9. Tag

Heute wartete nach dem Frühstück ein besonderes Event auf uns: es ging auf den Parcours, der hoch über dem Schulgelände in Waldesnähe aufgebaut ist. Neben Hangelgerüst, Autoreifen, Sandrobbereien und ähnlichen Gemeinheiten zieren etliche Hürden unterschiedlicher Höhe die Landschaft und den krönenden Abschluss bildet die Eskalierwand, die für einen Menschen meiner Größe eine echte Herausforderung ist.

Vermutlich ging Wasi noch der hohe Krankenstand der Teilnehmer des letzten Ostercamps im Kopf rum, wo irgendwann die Gruppe derer, die mit Eisbeuteln auf diversen Körperteilen versorgt am Rand saß, fast die Menge der noch teilnehmenden Sportler überstieg. Also hieß es, dass wir den Parcours im „Wellness-Bereich“ absolvieren würden, was mir nur Recht war.
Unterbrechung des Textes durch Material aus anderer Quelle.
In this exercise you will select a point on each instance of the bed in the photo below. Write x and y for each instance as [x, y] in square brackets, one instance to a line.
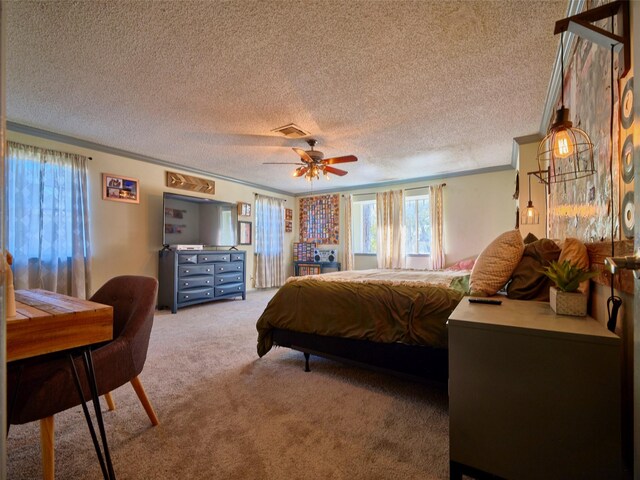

Bei Nieselregen, der alles noch schön glitschig machte, hatte ich keine Lust Übungen wie „den pinkelnden Hund“ oder so ähnlich zu machen oder beim Warmlaufen Lieder zu singen. Obwohl: lustig war es schon gewesen! Wetter und angeschlagener Zustand der Teilnehmer verhinderten solche Drill-Day-Variante.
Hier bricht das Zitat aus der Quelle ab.